I haven't been on here for a while and thought I better update my new invisable friends. The last post I left was with regards to finally asking for some form of counselling. The first session helped a lot and it's upto me to decide when the next session will be. Things are getting easier, taking one step at a time. My friend came round with her new 2 month old boy and it was lovely to see them both. I wasn't at all emotional as I thought I would be and I'm glad that I am seeing children without my emotions getting the better of me. I'm going to attempt to get back behind the wheel of a car this weekend which will give me some of my freedom back as I live in the middle of nowhere!!

I also just have to share something that my goddaughter said to her mum and dad when they left after visiting me - she's 4

Teigan asked why me and Jon don't have kids. Steph, her mum, told her in a simple way the reason and teigan came up with a simple solution.......

"Why don't you share me so that Uncle Jon and Aunty Sarah don't get sad"

Just goes to show that kids really do say the amazing things............​


----------



## **Tashja** (Jan 13, 2005)

Awwww Teigan sounds like a lovely goddaughter to have   Kids really do say the most wonderful things.  My little boy agreed I could be a surrogate as long as I promised not to bring the baby home and as long as it didn't have to share his toys   Kids make life so lovely and simple - wish it could stay that way. 
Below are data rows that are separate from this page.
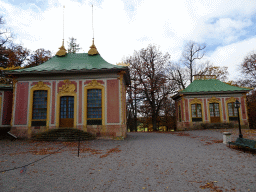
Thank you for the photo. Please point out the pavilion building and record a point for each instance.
(208, 100)
(79, 90)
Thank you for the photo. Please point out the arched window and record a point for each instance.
(232, 112)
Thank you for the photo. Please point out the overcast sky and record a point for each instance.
(227, 27)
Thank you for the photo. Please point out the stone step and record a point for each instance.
(63, 135)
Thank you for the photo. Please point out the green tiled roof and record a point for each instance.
(210, 85)
(70, 62)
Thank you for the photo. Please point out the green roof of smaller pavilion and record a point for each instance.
(211, 85)
(70, 62)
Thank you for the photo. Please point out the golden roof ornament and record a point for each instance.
(93, 50)
(123, 64)
(62, 52)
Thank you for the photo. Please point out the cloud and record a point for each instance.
(122, 26)
(232, 56)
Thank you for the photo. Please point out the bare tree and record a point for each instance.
(150, 66)
(17, 55)
(221, 73)
(192, 52)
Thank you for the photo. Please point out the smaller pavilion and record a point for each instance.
(208, 100)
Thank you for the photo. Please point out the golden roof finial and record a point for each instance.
(93, 50)
(62, 52)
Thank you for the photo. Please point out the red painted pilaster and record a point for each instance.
(21, 104)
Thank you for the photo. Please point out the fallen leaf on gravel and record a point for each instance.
(210, 185)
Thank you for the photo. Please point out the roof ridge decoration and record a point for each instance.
(68, 87)
(93, 50)
(123, 64)
(62, 52)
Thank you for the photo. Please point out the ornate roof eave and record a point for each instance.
(104, 70)
(176, 96)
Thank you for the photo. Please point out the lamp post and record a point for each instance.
(237, 106)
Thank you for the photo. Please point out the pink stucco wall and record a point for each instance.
(53, 101)
(7, 108)
(186, 110)
(21, 103)
(113, 101)
(80, 103)
(205, 110)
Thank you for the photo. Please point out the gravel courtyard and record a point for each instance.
(182, 161)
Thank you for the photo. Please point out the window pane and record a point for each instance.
(211, 110)
(94, 109)
(193, 109)
(199, 111)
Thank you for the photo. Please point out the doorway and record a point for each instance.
(67, 111)
(214, 112)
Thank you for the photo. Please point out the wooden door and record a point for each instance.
(214, 112)
(67, 111)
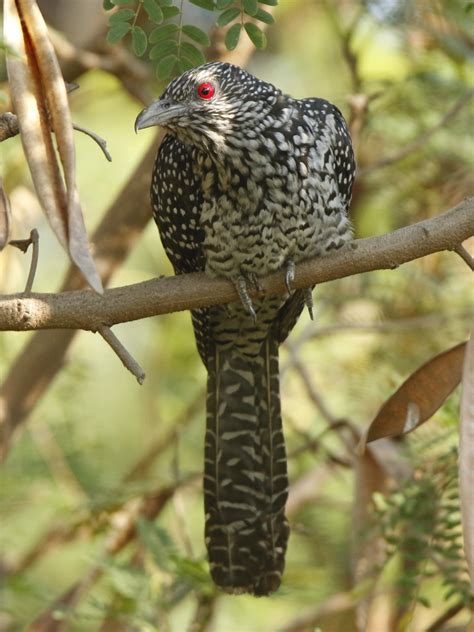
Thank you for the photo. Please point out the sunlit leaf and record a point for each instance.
(163, 32)
(466, 457)
(166, 66)
(170, 12)
(139, 41)
(250, 7)
(40, 99)
(204, 4)
(163, 49)
(184, 64)
(154, 10)
(192, 53)
(117, 32)
(232, 36)
(121, 16)
(196, 34)
(420, 395)
(264, 16)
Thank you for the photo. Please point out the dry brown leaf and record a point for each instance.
(5, 217)
(40, 100)
(420, 396)
(466, 457)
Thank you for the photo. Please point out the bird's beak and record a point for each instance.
(159, 113)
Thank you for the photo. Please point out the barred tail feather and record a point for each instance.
(245, 479)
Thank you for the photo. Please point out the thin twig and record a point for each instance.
(465, 255)
(34, 237)
(9, 128)
(126, 358)
(98, 139)
(23, 245)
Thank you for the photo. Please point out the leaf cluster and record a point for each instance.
(176, 47)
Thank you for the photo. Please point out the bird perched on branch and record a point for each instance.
(246, 182)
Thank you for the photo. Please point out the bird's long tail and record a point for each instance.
(245, 474)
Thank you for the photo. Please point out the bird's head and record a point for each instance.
(205, 105)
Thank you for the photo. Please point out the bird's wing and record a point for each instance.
(324, 115)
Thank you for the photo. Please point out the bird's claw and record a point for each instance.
(255, 281)
(290, 275)
(240, 284)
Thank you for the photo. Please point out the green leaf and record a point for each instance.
(232, 36)
(192, 53)
(121, 16)
(166, 66)
(204, 4)
(139, 41)
(154, 11)
(250, 7)
(258, 37)
(163, 32)
(227, 16)
(170, 12)
(117, 32)
(163, 49)
(264, 16)
(196, 34)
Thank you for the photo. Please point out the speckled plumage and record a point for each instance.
(245, 183)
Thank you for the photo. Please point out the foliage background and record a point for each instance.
(395, 68)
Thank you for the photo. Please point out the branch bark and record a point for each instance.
(89, 311)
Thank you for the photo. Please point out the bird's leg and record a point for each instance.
(290, 275)
(240, 284)
(255, 281)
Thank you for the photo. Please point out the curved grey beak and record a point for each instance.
(159, 113)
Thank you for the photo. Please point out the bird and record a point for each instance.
(247, 181)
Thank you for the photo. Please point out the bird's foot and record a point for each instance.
(308, 299)
(289, 275)
(240, 284)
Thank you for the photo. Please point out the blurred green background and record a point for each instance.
(395, 68)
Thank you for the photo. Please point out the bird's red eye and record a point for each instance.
(206, 90)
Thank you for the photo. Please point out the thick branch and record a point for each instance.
(89, 311)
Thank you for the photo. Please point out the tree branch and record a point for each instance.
(89, 311)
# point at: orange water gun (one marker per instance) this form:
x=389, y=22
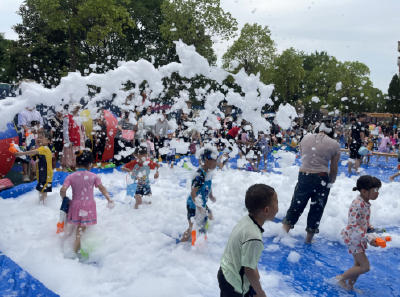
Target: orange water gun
x=15, y=149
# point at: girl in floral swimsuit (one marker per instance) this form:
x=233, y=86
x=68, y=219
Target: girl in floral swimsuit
x=355, y=235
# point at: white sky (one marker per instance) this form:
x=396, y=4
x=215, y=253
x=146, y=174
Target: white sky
x=351, y=30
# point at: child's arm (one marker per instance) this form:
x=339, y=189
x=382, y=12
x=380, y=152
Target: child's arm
x=253, y=277
x=105, y=193
x=28, y=153
x=212, y=198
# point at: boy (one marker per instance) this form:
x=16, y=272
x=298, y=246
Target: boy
x=140, y=168
x=44, y=170
x=223, y=159
x=238, y=274
x=171, y=153
x=201, y=187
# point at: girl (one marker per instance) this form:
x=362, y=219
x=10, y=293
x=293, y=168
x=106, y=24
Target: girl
x=355, y=235
x=82, y=208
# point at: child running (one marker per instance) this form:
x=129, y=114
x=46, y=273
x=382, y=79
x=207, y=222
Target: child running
x=355, y=235
x=43, y=157
x=140, y=169
x=238, y=274
x=201, y=187
x=82, y=208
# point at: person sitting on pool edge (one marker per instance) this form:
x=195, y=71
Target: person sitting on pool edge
x=238, y=274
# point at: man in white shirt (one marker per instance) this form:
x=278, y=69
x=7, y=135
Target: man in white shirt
x=25, y=119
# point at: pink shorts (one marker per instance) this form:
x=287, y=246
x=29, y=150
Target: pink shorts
x=82, y=212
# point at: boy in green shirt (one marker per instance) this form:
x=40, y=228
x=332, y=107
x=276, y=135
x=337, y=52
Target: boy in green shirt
x=238, y=274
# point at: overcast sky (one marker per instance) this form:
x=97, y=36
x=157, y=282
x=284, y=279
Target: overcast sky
x=351, y=30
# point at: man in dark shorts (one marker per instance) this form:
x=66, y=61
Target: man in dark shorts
x=357, y=132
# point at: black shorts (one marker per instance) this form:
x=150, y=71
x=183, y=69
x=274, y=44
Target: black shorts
x=44, y=188
x=354, y=147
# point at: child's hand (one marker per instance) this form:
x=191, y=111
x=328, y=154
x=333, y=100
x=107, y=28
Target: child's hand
x=373, y=243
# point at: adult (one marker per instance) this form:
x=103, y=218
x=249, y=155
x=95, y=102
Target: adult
x=74, y=138
x=357, y=130
x=160, y=132
x=57, y=135
x=25, y=118
x=315, y=179
x=122, y=143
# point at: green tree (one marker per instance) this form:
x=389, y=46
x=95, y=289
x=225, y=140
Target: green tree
x=289, y=72
x=94, y=19
x=197, y=22
x=254, y=50
x=393, y=97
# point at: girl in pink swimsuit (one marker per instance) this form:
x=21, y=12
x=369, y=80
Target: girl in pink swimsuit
x=355, y=235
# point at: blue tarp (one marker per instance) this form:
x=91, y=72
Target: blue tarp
x=15, y=282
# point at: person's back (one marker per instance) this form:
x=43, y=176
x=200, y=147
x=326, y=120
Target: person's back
x=316, y=151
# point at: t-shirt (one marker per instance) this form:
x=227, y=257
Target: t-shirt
x=356, y=129
x=82, y=183
x=141, y=172
x=243, y=249
x=316, y=152
x=202, y=181
x=44, y=169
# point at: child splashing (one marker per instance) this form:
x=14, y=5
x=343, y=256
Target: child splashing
x=201, y=187
x=355, y=235
x=82, y=208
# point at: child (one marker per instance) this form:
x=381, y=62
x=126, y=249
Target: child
x=355, y=235
x=201, y=187
x=82, y=208
x=44, y=170
x=238, y=274
x=171, y=154
x=223, y=159
x=140, y=168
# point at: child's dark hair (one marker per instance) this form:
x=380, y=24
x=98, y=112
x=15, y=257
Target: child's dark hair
x=84, y=158
x=367, y=182
x=258, y=197
x=141, y=150
x=46, y=134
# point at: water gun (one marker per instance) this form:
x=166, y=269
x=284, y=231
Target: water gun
x=29, y=137
x=381, y=238
x=200, y=225
x=63, y=215
x=16, y=149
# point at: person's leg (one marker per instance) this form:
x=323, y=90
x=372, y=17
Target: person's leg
x=391, y=178
x=302, y=193
x=138, y=199
x=319, y=198
x=361, y=266
x=77, y=243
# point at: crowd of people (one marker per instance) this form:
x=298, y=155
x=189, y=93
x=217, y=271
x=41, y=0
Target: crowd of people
x=139, y=148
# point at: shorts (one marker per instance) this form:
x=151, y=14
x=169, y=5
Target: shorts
x=170, y=158
x=45, y=188
x=144, y=190
x=191, y=212
x=354, y=147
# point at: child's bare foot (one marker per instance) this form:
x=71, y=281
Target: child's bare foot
x=342, y=283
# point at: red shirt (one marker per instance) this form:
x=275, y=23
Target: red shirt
x=132, y=164
x=234, y=131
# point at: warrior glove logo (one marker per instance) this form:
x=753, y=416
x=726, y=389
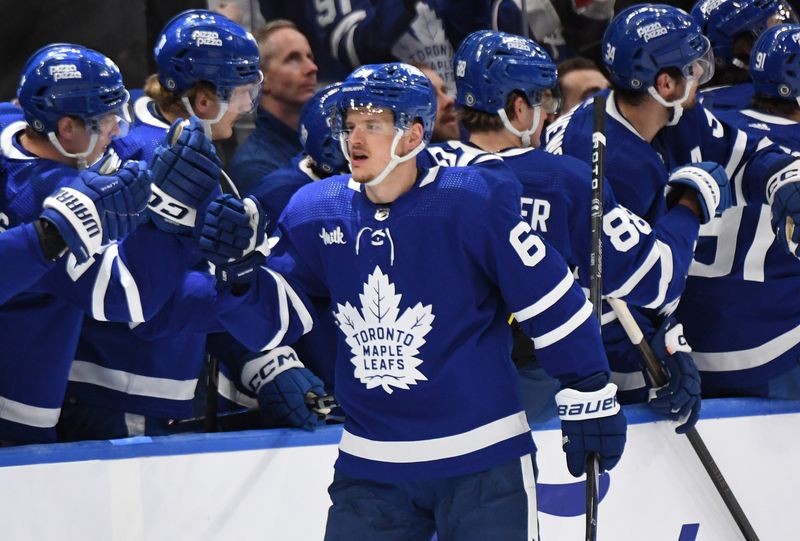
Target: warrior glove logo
x=206, y=37
x=384, y=344
x=65, y=71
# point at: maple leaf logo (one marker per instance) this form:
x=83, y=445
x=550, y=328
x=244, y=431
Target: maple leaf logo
x=384, y=346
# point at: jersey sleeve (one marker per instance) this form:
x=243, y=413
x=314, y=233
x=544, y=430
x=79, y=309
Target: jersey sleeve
x=538, y=287
x=130, y=280
x=23, y=260
x=277, y=309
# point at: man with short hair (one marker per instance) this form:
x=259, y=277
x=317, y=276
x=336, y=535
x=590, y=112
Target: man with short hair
x=579, y=78
x=422, y=267
x=290, y=79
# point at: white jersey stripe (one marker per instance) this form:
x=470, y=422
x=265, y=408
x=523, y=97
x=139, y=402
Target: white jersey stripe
x=547, y=301
x=130, y=383
x=730, y=361
x=25, y=414
x=404, y=452
x=551, y=337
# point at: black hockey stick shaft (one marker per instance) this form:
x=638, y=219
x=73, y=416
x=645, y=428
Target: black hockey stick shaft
x=596, y=286
x=659, y=379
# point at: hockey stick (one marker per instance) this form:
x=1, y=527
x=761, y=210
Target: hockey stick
x=596, y=286
x=659, y=379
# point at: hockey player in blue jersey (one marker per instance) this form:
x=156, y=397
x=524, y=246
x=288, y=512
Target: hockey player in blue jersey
x=322, y=157
x=120, y=385
x=113, y=205
x=501, y=84
x=427, y=266
x=732, y=27
x=752, y=347
x=656, y=56
x=73, y=100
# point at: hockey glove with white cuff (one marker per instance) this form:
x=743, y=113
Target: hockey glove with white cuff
x=95, y=209
x=783, y=196
x=710, y=183
x=284, y=388
x=679, y=399
x=591, y=422
x=234, y=238
x=186, y=173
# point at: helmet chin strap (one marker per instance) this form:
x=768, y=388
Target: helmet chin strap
x=525, y=135
x=676, y=105
x=394, y=161
x=207, y=123
x=80, y=156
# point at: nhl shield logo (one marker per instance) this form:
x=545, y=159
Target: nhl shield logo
x=384, y=344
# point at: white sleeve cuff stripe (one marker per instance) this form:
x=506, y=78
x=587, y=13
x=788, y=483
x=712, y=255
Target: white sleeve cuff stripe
x=298, y=306
x=101, y=282
x=25, y=414
x=667, y=272
x=547, y=301
x=131, y=290
x=283, y=310
x=562, y=331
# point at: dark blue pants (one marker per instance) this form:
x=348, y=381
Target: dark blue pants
x=497, y=504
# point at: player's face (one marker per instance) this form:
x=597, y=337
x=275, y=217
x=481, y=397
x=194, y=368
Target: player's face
x=446, y=126
x=369, y=133
x=291, y=74
x=106, y=127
You sound a lot happier too following the councelling - just keep at it with the small steps and I am sure you will get there.  

((hugs)) to you and Jon 

T xx


----------



## MRSSJB1 (Sep 11, 2007)

Hi Tashja,

I am feeling alot happier and more positive. Counselling really does help. I'm pretty in touch with my emotions anyway and I'm looking at the bright side of life. I have a strong belief that everything happens for a reason, whether good or bad.
If my husband and I didn't start IVF when we did, the cancer wouldn't have been found in it's early stages and I would have almost certainley lost my ovaries as well as my womb if not worse......
You've got to be thankful for small mercies in this world.
Don't get me wrong, it still pains me to talk about it, especially to people who I haven't talked about it to before, but it is getting easier. I've got to remember that the whole fiasco has only been going on for about 5 months and my op was 5.5 weeks ago so there will be some scenarios and instances were things will get tough and feel awkward........but i'm positive that i'll get through it. 

Sarah


----------



## Grumpygirl (Oct 24, 2004)

Sarah,
I'm so sorry you've been hit by this particular bus, but very glad you found us here. I don't post here v.often as we're kind of on our last legs with trying donor IVF before considering surrogacy or adoption but I wanted to send you a big hug and wish you lots of luck.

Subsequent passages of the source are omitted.